First Car: Cadillac Catera

Back in 2008 my father blessed me with this car that for some reason was called a Cadillac. I enjoyed myself in it to say the least.

2y ago

Back in 2007 my dad told me that he was about to drop 3500 bucks on a Cadillac. He had owned one before and I loved it. His first was a 1990 Sedan Deville which achieved 360 thousand miles. By the time it was done with it’s life, the electrics were broken, the pedals were worn down and the seats looked like someone tossed a running lawn mower in through the front door.

His next Cadillac was the Catera which eventually became mine before I graduated from high school in 2009. It was a doozy.

I have two sisters and through history, my parents either gave them or purchased them their first car. WHICH WAS GREAT! So when my dad told me that I would more than likely get the Catera for my first car I was off the walls excited.

Our dial up internet had smoke rolling off of it while I researched this car. Horsepower research, top speed research, torque measurements and so on. Because I was a junior in high school with a love for cars, ESPECIALLY cars that no one else had. I soon figured out why no one else had the Catera.

The Caddy that Zigs shined across the tv screens in the mid to late 90's when General Motors decided to use an Opel to appeal to a younger American audience.

This car was on the U.S. roads for two years before Lincoln decided to bring out the LS with a 3.9L V8 just to show up Cadillac's 3.0 V6 powered Catera. Later in life, the Catera turned into the CTS which is still being produced. It survived. Kind of.

My dad worked in golf course construction and when he bought the Catera it was already a good ten years old. Why put full coverage insurance on it? Good question. I've had five Cadillacs and none of them had any more than the good ole' comprehensive.

One evening the phone rang at the house. It was the phone that you had to actually stand up to answer. It was my dad. He told my mom something on the phone that made her chuckle a little bit and as the minutes rolled on by I finally paused Midnight Club Los Angeles to see what was going on. Just as I walked into the kitchen the phone clicked off and mother told me that dad hit a deer with my future car.

I was pretty devastated but I knew my dad and he would make it work.

So he got home that weekend and it was a mess. It was fixed... but it was a mess. Dad had gone to the junkyard in Columbus Ohio and purchased a replacement hood and headlight trim. It was white... the car was blue.
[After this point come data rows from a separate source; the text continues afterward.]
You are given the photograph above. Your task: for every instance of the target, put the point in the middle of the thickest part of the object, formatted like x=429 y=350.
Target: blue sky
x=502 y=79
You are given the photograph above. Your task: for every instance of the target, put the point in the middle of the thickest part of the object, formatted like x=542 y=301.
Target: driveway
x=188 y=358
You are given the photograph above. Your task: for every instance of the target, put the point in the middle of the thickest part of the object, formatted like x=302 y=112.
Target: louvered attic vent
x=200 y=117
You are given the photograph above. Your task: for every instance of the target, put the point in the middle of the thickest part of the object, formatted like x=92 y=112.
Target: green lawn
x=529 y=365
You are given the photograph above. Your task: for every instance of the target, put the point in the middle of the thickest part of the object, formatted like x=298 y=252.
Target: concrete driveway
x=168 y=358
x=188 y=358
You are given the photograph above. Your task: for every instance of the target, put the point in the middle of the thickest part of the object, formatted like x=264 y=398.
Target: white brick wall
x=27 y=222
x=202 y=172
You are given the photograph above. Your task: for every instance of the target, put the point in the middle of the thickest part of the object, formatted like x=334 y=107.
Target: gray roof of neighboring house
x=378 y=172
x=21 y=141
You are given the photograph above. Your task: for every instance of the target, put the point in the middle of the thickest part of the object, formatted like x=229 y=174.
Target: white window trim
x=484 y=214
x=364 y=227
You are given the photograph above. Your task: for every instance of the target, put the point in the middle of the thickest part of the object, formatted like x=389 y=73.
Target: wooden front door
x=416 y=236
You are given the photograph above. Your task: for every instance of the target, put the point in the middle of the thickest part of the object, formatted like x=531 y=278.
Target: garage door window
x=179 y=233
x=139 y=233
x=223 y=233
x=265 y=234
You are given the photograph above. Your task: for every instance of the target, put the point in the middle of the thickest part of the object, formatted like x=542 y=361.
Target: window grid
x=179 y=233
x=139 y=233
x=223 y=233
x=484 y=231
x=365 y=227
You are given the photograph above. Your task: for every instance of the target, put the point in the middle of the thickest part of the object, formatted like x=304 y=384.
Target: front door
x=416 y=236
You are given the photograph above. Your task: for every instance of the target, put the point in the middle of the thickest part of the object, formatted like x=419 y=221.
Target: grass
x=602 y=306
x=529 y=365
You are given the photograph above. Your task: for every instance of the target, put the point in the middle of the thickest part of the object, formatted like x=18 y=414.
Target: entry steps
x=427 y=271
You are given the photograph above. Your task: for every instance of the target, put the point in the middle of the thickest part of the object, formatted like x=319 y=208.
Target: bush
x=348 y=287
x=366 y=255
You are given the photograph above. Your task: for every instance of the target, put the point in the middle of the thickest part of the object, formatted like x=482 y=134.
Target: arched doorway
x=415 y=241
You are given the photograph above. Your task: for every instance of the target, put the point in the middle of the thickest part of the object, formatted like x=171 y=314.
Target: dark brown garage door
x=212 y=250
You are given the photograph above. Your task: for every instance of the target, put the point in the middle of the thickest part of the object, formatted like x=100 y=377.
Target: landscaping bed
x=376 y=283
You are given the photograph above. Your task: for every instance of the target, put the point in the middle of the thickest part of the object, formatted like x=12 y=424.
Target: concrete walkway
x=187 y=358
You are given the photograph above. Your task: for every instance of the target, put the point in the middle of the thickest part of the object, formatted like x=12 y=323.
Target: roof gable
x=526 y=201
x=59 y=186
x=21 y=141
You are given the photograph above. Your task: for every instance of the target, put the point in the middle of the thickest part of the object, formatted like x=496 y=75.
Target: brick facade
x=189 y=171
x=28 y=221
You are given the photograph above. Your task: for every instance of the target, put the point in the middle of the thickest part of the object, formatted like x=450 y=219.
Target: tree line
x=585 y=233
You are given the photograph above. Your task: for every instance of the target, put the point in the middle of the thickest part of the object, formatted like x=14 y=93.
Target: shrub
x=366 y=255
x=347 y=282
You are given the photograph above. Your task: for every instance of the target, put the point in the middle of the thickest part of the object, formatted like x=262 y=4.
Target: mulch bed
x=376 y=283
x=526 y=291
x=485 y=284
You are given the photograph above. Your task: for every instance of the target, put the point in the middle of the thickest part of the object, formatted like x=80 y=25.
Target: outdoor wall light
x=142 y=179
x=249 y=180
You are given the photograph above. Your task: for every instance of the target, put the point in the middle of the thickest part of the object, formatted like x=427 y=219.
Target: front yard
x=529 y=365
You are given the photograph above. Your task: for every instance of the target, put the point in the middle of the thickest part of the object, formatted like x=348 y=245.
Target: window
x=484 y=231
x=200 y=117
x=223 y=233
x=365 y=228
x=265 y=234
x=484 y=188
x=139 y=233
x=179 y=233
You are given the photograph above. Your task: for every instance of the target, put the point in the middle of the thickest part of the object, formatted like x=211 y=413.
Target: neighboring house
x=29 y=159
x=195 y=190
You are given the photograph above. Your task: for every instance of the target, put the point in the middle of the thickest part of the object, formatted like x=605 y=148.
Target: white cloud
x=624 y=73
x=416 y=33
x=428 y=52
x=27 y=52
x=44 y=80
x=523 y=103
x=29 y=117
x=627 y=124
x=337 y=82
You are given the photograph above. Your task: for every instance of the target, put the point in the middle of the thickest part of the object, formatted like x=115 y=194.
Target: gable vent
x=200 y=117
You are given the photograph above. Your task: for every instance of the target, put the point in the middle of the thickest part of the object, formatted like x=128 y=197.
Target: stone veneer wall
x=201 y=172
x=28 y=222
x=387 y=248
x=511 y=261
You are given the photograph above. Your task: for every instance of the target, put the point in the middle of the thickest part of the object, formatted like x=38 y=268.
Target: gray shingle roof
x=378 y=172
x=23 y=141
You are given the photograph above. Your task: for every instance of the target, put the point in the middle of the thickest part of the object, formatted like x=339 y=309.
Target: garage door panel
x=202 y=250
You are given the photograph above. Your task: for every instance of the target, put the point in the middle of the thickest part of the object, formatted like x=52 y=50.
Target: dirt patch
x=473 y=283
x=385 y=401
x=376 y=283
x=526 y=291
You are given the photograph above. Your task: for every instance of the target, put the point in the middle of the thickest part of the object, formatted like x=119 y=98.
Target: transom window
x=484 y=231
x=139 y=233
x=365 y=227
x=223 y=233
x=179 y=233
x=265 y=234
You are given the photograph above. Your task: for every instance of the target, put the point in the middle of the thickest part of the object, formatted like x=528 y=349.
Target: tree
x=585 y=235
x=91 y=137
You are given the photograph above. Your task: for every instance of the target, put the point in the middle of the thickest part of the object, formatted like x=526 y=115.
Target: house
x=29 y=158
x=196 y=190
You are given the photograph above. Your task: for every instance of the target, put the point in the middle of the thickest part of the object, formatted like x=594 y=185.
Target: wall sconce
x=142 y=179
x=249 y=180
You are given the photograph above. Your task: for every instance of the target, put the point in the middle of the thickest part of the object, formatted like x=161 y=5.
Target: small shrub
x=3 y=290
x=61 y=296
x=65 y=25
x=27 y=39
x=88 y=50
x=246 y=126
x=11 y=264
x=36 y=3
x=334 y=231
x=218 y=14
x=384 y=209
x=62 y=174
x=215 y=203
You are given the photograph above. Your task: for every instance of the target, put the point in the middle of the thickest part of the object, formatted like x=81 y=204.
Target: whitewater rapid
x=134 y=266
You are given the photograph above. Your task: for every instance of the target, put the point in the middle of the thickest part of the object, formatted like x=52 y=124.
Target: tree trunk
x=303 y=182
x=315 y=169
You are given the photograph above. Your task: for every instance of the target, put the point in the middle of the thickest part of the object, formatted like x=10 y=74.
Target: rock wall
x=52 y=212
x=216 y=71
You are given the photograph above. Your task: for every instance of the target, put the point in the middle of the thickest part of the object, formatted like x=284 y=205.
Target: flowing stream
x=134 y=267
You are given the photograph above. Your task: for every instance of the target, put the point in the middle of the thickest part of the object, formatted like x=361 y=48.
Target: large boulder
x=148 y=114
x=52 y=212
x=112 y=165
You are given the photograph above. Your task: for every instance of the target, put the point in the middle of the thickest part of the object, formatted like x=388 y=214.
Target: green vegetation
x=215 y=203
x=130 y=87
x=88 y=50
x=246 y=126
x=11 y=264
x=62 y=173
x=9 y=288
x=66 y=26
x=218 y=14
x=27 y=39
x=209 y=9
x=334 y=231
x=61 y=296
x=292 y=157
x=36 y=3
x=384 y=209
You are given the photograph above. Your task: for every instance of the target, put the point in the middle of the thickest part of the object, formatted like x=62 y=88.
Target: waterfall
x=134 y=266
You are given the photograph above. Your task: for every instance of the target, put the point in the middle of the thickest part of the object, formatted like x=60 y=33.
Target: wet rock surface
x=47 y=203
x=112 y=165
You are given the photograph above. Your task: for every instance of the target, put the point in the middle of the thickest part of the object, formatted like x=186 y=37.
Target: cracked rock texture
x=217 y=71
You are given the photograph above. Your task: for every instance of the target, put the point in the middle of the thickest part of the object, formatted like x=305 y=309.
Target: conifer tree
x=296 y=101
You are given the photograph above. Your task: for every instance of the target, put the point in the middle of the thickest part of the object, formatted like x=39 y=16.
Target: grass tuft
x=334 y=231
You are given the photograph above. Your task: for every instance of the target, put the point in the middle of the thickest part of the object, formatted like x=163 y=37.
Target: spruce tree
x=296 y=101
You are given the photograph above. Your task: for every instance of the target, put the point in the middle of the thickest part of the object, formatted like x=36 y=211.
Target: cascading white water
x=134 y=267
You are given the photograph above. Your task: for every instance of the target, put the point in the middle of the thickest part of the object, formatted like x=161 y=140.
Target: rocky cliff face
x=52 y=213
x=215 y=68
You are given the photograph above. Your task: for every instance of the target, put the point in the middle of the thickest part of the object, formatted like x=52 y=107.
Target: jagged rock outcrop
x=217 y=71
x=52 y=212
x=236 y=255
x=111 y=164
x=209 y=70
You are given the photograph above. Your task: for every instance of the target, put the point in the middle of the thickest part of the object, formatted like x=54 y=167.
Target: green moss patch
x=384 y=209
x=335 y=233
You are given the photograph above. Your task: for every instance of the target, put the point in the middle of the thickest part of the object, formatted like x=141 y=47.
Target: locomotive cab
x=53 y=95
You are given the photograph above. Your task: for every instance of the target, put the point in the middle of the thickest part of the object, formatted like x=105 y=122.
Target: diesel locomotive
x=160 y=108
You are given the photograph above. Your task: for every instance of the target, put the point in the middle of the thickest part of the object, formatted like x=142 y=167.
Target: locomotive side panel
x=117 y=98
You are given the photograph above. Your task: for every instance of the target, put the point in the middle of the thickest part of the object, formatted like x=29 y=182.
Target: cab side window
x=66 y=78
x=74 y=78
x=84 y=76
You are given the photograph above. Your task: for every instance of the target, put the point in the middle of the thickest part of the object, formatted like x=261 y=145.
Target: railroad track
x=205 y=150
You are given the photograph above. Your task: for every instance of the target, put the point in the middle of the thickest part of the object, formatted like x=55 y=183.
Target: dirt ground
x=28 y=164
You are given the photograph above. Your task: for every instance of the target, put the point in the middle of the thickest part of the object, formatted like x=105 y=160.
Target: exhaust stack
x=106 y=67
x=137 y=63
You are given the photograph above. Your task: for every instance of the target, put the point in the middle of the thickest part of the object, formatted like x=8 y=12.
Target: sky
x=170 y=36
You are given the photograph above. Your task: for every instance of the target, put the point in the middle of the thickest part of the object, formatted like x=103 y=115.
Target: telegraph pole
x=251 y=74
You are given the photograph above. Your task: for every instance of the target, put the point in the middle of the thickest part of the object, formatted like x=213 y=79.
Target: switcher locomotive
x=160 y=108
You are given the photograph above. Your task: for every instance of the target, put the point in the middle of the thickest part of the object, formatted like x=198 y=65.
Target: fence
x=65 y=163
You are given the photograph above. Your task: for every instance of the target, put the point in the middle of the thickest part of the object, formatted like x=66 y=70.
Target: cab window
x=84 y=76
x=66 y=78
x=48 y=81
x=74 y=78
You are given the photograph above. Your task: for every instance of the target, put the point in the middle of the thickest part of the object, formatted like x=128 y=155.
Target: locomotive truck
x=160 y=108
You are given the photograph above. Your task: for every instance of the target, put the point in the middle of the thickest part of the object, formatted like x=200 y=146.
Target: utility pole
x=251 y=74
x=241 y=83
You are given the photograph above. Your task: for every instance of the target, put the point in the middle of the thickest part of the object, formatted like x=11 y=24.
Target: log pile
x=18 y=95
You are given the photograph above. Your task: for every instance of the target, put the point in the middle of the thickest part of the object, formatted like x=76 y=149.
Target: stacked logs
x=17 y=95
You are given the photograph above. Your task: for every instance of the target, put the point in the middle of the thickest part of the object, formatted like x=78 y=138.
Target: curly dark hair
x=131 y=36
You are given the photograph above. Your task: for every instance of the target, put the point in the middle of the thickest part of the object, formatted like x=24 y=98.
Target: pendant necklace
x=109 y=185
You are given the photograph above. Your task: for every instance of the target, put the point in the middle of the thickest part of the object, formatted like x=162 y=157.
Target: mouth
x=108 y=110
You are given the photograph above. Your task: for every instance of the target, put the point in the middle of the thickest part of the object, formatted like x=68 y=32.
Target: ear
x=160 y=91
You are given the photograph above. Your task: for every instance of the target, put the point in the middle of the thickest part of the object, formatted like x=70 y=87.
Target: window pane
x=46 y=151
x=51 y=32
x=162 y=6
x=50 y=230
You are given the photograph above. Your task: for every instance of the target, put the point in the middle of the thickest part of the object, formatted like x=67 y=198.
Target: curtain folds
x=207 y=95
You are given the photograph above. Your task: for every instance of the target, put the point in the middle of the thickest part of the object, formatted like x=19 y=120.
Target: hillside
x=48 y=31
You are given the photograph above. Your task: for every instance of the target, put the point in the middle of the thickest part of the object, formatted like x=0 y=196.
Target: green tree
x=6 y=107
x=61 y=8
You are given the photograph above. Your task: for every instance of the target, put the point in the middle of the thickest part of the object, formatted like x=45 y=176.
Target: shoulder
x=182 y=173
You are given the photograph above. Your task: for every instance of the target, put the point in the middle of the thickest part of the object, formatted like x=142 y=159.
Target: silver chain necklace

"Here you go son. You've played your cards pretty well over the last sixteen years and I would like to present to you your very first car. It's a two tone Cadillac Catera with comprehensive insurance and it kind of smells like cigarette smoke."

This was all before I got my license and we all lived in rural Ohio so illegal driving wasn't really frowned upon in our eyes. The whole town got one sheriff visit a week. I gladly took it for a spin and the worry of what my friends would think sort of began to go away. So what... it's my first car... who cares? Aren't they supposed to be a battered pile of garbage? (My car, not my friends).



I got my license three days before my seventeenth birthday. Two days later I got in my first car accident on a closed road. My friend and I were testing our emergency brakes. I slammed right into him. So the next day (my birthday) I got a job. My dad fixed the front push bar with a hammer. #TheClarksonWay

Through the years, I wrecked it probably six times. Once in a ditch on a snowy evening. I ran a red light and got T-Boned. E-braked it into an embankment, got rear ended at Wal Mart, ran it through a creek, so on and so on.



I used to have pictures of this car when it was still all the same color. Back when the 12 disc changer in the trunk still worked, when the Bose speakers still produced more power than the engine and when the door would stay shut. Those pictures are long gone. The whole door story is actually pretty funny. I'm not sure why the driver door wouldn't stay shut but I fixed it with a little bit of 740 ingenuity. Just cut the seat belt out of the back, tie it around the interior arm rest and stretch that bad boy under the console lid and click it into the passenger side. It worked... but the winter months sucked.

Toward the end of its life, the creamy substance began to appear on the oil cap, the tie rods were weak and the electrics were getting awful.

Once the head gasket gave out, I knew it was over and done with. And it was time to say goodbye. I loved it and still do. I got to put twenty thousand of the two hundred and twenty three thousand miles on it. Maybe one day I'll find another one and re-live some of the painful memories but who really knows?